Si conclude così – almeno per quanto riguarda la sentenza di primo grado – una vicenda che ha tenuto banco per diverse settimane sulla cronaca: in difesa di Luca, accusato di aver aggredito un dirigente in un momento concitato della trattativa e perciò licenziato, si erano schierati i lavoratori della LyondellBasell di Ferrara e di tutta Italia, con scioperi e assemblee di solidarietà da parte di altre fabbriche. La Cgil aveva chiesto la revoca anche per bocca della segretaria, Susanna Camusso, e sui social si era scatenata una campagna a forza di hashtag e cartelli: #iostoconluca.

Il giudice ha ravvisato un «comportamento antisindacale» da parte dell’azienda, affermando che il provvedimento disciplinare è stato emesso proprio per farlo allontanare dal tavolo delle trattative sull’integrativo: la sentenza parla infatti di «evidenziato carattere abusivo e strumentale dell’intimato licenziamento, avente natura e finalità antisindacale in quanto preordinato a fare cessare l’attività sindacale svolta da Luca Fiorini».

La LyondellBasell, da parte sua, ha commentato che «l’azienda – pur non condividendo quanto emesso dal tribunale – osserverà quanto deciso e il dipendente rientrerà al lavoro oggi (ieri per chi legge, ndr)». «La decisione del Tribunale sarà esaminata attentamente dalla società per poter definire le prossime azioni», prosegue la multinazionale Usa dei polimeri, non escludendo quindi la possibilità di richiedere un appello.

«Siamo certi che la risposta all’episodio sia stata in linea con la Politica della Società che definisce i comportamenti che i nostri dipendenti devono mantenere sul posto di lavoro in tutto il mondo – le conclusioni del comunicato LyondellBasell – L’azienda, come ha più volte dichiarato, è sempre stata disponibile a riprendere le normali relazioni industriali».

Nell’ultima parte della sua nota, il gruppo si riferisce al codice interno di etica aziendale, molto in voga presso i gruppi statunitensi ma meno utilizzato nelle relazioni industriali italiane: il giudice ha ritenuto che questo codice, «sebbene rilevante in relazione al tema esaminato, non ha tuttavia efficacia dirimente sulla decisione».

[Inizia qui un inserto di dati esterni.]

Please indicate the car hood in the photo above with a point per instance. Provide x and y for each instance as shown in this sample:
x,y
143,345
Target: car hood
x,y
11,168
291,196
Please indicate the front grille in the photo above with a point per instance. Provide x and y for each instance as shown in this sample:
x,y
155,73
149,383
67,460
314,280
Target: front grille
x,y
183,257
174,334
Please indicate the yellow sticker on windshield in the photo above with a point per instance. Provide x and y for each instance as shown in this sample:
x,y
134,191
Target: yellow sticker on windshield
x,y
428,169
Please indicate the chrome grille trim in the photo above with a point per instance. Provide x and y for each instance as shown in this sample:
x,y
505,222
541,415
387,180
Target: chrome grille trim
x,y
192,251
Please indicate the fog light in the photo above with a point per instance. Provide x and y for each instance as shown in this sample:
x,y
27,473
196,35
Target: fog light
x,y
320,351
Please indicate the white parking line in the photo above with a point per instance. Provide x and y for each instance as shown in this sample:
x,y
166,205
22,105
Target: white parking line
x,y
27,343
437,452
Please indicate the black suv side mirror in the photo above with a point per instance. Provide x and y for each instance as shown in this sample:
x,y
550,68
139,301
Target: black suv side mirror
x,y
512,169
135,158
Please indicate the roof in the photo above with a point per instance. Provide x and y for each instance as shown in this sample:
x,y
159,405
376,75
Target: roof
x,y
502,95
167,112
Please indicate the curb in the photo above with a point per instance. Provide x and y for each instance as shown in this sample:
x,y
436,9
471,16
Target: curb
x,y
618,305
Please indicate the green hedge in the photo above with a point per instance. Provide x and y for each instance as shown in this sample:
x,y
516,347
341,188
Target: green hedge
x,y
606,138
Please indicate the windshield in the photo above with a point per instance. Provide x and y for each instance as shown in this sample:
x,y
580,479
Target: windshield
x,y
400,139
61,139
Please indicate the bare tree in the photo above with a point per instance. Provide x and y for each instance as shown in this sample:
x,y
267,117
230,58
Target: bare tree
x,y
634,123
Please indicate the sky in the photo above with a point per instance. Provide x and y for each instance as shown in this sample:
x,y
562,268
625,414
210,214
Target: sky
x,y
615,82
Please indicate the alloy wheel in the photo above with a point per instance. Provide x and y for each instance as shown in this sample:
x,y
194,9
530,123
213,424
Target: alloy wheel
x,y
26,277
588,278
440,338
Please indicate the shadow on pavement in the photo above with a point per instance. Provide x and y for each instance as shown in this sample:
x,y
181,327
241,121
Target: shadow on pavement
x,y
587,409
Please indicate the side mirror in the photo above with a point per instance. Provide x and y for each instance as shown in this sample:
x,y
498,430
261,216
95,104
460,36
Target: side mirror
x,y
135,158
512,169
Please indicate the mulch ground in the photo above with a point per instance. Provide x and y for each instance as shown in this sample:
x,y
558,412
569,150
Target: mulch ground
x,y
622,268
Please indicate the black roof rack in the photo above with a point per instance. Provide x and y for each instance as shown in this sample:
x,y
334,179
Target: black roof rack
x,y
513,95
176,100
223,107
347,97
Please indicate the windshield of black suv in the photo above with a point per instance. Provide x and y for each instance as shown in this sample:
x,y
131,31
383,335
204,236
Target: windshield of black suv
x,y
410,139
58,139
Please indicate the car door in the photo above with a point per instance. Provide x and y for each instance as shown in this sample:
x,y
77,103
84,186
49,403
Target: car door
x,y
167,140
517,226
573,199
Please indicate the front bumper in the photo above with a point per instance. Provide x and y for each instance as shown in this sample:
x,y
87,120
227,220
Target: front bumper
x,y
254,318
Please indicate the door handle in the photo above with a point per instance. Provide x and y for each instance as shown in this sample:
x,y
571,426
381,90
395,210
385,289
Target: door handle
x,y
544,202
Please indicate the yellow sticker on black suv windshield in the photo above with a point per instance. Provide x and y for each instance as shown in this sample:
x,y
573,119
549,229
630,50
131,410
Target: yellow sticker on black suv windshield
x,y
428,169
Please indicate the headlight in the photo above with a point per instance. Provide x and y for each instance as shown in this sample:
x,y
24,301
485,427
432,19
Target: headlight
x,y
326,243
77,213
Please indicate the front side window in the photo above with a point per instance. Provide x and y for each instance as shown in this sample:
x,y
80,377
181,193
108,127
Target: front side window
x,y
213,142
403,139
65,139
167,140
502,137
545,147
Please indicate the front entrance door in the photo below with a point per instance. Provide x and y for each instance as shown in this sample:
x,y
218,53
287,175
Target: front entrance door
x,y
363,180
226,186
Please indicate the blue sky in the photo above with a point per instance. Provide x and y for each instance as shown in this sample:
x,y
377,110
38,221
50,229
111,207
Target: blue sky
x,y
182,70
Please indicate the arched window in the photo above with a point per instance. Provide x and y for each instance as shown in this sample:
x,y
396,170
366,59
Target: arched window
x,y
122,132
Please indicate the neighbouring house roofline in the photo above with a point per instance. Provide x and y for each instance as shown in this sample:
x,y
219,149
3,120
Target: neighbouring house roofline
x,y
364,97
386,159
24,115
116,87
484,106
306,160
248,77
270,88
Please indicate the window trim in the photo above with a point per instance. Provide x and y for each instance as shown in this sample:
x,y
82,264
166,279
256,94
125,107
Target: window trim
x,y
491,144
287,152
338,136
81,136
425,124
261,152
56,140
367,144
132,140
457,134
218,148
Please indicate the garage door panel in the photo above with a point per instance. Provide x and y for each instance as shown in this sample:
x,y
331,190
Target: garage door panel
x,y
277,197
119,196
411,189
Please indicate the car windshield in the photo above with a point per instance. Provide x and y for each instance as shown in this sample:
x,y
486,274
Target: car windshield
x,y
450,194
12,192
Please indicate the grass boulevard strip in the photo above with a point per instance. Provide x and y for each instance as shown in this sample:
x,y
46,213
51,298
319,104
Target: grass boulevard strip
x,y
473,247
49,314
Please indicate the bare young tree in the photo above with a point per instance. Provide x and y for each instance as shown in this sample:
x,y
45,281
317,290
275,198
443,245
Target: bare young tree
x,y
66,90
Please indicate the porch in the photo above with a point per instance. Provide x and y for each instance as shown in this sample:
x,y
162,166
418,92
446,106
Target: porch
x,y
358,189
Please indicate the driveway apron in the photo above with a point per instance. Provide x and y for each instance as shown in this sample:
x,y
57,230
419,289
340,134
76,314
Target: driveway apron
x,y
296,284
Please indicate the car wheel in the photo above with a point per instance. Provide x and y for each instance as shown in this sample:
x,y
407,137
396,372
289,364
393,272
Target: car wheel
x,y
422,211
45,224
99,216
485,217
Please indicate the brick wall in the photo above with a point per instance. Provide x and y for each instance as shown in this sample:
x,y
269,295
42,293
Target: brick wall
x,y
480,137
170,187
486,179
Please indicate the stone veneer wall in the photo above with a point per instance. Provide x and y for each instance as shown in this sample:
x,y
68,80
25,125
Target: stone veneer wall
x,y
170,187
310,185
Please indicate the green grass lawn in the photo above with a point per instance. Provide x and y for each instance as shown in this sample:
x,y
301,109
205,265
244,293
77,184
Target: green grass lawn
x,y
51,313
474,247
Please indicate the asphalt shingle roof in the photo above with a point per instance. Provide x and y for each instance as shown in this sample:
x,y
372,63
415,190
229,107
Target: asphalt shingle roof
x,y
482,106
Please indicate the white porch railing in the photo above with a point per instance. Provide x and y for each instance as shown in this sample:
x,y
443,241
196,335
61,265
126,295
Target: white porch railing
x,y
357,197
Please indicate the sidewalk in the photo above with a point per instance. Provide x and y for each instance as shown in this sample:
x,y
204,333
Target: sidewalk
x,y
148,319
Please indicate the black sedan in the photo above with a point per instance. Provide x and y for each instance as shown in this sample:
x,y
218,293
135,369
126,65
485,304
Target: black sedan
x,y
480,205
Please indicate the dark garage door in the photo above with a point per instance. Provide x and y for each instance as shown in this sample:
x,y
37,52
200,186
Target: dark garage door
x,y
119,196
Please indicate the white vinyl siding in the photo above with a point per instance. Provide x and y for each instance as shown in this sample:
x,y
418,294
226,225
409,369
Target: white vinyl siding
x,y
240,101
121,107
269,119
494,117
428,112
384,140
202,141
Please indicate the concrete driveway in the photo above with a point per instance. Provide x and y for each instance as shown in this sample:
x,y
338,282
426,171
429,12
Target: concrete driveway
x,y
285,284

Piuttosto, il tribunale si è basato sulle testimonianze raccolte sul fatto contestato al sindacalista. L’azienda lo accusava di aver alzato la voce, bestemmiato, puntato un pugno contro un dirigente, a mo’ di minaccia, e di aver infine spinto un altro dirigente. Tutto questo, nel pieno della trattativa sull’integrativo, e dopo che per mesi – e in occasione dell’ultima seduta, per ore – azienda e sindacato si erano scontrati sulla cosiddetta «clausola di occupabilità»: in buona sostanza, il sindacato chiedeva di ricollocare i dipendenti in esubero su qualsiasi posizione aperta, mentre l’azienda voleva subordinare il ricollocamento all’effettiva corrispondenza del profilo del dipendente con la postazione disponibile. Proprio nel mese precedente le trattative, il licenziamento di due lavoratrici – poi revocato dopo una minaccia di sciopero – aveva ulteriormente scaldato gli animi.

Il giudice ha ridimensionato l’entità della presunta «aggressione», ritenendo comunque sproporzionata la sanzione del licenziamento: «Opportunamente contestualizzata e riferita allo svolgimento dell’attività sindacale – scrive – la reazione di Luca Fiorini va notevolmente ridimensionata rispetto alla gravità ritenuta dalla Basell».

In sostanza, secondo il giudice è piuttosto normale che si alzi la voce nel corso di una trattativa; la bestemmia, se anche ci fosse stata, «benché offenda il sentimento religioso, non è comportamento suscettibile di intimidazione». Il “pugno minaccioso”, secondo il complesso delle testimonianze, può essere stato il fraintendimento rispetto a un indice puntato verso la dirigenza, nel momento in cui veniva accusata dei due licenziamenti. Sulla «spinta», «non vi è prova della veemenza, né degli effetti che ha provocato sul dirigente».

Infine, non è stato ritenuto plausibile il riferimento al contratto fatto dalla Basell, che parlava di litigio «sul posto di lavoro»: in quel momento, nota il giudice, Fiorini non stava svolgendo prestazione di lavoro ma era in trattativa.